Sharp inequalities between Zolotarev and Wasserstein distances in $\mathrm{P}_2(\mathbb{R}^d)$
Karol Bołbotowski, Guy Bouchitté
TL;DR
The article establishes sharp, dimension-free bounds linking the Zolotarev distance $Z_2$ and the Wasserstein distance $W_2$ on $\mathcal P_2(\mathbb{R}^d)$. It leverages a newly developed second-order Kantorovich-Rubinstein duality for the Hessian, recasting $Z_2$ as a three-marginal optimal transport problem with martingale and convex-order constraints, and derives a novel auxiliary identity to facilitate bounds.

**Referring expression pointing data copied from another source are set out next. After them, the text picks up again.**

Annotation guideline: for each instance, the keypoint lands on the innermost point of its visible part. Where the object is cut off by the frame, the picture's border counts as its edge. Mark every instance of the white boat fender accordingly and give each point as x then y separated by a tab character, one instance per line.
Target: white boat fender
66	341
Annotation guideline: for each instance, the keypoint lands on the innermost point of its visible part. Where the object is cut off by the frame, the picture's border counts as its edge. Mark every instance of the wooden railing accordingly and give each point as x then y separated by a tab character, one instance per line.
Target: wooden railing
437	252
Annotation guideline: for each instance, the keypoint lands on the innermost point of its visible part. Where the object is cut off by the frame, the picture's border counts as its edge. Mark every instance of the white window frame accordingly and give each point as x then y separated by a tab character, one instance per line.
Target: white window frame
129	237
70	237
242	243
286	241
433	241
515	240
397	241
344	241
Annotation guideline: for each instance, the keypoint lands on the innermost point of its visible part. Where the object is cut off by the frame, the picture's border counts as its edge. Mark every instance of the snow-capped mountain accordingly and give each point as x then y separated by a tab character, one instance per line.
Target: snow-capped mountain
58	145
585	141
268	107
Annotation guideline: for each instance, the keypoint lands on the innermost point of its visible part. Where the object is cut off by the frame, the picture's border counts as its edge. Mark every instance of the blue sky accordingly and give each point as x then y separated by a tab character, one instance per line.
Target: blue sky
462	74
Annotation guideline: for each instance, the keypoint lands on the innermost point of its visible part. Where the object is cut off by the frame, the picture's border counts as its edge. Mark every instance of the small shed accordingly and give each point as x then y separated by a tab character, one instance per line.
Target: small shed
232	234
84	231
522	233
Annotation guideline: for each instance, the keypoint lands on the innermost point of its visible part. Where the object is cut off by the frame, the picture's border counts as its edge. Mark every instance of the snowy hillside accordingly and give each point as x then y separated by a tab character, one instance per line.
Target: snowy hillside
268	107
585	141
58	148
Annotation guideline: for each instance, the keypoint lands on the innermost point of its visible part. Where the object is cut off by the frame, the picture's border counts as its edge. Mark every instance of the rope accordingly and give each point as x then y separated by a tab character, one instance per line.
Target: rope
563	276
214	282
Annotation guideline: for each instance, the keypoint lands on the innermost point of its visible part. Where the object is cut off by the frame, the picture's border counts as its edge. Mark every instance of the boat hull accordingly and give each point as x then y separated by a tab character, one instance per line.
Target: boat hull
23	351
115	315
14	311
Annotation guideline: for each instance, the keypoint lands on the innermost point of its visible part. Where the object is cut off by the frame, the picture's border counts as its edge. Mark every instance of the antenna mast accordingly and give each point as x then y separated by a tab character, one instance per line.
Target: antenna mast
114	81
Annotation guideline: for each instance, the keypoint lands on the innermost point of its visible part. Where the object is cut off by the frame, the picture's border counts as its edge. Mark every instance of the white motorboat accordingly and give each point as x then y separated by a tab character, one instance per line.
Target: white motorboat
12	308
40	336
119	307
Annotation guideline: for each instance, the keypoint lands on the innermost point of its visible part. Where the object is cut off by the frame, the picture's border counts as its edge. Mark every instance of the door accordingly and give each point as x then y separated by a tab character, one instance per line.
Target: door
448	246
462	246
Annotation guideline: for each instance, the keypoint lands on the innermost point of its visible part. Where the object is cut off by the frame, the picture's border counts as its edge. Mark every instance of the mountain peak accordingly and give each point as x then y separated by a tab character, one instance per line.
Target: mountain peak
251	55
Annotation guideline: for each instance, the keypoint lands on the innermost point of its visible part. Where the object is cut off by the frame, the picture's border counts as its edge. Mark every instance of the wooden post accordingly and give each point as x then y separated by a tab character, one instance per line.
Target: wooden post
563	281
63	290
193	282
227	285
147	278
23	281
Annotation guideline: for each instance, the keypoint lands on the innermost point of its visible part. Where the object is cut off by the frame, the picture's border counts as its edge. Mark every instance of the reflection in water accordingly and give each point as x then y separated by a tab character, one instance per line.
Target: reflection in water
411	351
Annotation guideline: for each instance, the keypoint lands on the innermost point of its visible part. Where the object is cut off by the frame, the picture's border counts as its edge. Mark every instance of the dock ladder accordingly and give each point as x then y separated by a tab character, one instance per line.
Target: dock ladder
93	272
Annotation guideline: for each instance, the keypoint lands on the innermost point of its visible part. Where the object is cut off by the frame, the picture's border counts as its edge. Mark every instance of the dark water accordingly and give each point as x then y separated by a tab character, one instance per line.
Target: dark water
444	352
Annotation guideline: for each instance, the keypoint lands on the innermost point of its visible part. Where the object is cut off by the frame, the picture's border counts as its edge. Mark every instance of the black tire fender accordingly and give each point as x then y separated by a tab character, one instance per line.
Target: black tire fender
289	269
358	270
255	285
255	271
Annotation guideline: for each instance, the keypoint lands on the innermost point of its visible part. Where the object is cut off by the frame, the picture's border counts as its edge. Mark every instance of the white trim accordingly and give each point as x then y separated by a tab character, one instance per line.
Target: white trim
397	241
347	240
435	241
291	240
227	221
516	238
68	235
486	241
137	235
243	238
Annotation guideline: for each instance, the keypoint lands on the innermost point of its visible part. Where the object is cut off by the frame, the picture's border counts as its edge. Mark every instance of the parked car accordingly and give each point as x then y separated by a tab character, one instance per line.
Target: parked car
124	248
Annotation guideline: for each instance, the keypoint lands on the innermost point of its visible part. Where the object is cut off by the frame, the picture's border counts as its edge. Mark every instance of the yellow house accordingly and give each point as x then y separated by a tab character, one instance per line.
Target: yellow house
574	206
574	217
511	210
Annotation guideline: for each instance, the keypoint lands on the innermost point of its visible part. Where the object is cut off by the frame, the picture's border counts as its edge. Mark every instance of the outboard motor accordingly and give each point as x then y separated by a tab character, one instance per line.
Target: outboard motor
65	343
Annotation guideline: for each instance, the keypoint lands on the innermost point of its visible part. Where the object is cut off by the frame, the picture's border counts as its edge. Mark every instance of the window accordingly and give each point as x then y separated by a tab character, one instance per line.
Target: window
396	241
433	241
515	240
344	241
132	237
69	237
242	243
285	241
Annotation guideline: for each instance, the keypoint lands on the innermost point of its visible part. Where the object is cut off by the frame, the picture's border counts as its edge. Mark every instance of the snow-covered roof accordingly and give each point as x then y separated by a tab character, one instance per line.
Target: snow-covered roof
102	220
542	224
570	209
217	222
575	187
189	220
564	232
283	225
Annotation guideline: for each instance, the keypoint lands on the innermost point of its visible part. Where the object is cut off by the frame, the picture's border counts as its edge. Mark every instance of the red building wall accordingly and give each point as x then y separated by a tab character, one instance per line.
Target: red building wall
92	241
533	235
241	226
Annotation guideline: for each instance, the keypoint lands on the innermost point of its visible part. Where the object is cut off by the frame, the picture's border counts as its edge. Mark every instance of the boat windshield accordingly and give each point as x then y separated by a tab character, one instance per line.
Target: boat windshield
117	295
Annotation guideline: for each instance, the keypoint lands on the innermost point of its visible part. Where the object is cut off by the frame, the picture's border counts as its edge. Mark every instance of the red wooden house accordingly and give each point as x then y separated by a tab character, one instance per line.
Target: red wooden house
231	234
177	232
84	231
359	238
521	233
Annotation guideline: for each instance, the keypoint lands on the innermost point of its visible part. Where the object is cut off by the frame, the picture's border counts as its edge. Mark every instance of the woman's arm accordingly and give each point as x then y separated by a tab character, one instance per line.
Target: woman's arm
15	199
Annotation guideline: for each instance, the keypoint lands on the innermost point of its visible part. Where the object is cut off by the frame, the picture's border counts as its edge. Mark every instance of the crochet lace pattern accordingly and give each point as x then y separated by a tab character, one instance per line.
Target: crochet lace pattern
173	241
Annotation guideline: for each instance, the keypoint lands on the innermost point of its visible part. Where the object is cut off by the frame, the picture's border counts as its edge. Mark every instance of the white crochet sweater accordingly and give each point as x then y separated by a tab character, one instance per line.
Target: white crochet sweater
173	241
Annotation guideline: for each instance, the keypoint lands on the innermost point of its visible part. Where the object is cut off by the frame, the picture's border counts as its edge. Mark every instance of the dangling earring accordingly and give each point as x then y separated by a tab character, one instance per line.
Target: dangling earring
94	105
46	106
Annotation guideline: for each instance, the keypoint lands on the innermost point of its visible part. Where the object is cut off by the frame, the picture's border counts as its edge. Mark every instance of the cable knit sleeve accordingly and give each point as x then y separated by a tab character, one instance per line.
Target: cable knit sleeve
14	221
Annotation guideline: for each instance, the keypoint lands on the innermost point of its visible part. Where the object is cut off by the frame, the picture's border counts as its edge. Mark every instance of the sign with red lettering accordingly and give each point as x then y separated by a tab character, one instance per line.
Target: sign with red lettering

The authors prove a best-possible lower bound $Z_2(\mu,\nu) \ge \tfrac{1}{4} W_2^2(\mu,\nu)$ for equal barycenters, with equality only when $\mu=\nu$, and show no finite reverse bound exists in general. They also prove tight upper bounds $Z_2(\mu,\nu) \le \tfrac{1}{2}(\sigma_\mu + \sigma_\nu) W_2(\mu,\nu)$ (optimal) and a variant involving variances, yielding an equivalence of $W_2$ and $Z_2$ topologies on centered $\mathcal P_2$. Overall, the work sharpens understanding of the relationship between these two fundamental probability metrics and provides tools potentially useful for multivariate CLT rates and related probabilistic approximations.
Abstract
Based on a new Kantorovich-Rubinstein duality principle for the Hessian that was recently established by the two authors, we extend the Rio inequality to any dimension $d \ge 1$ with an optimal constant. Similarly, we propose an optimal upper bound for the ratio of Zolotarev distance $Z_2(μ,ν)$ to Wasserstein distance $W_2(μ,ν)$ when $μ,ν\in \mathrm{P}_2(\mathbb{R}^d)$ are centred probabilities with prescribed variances.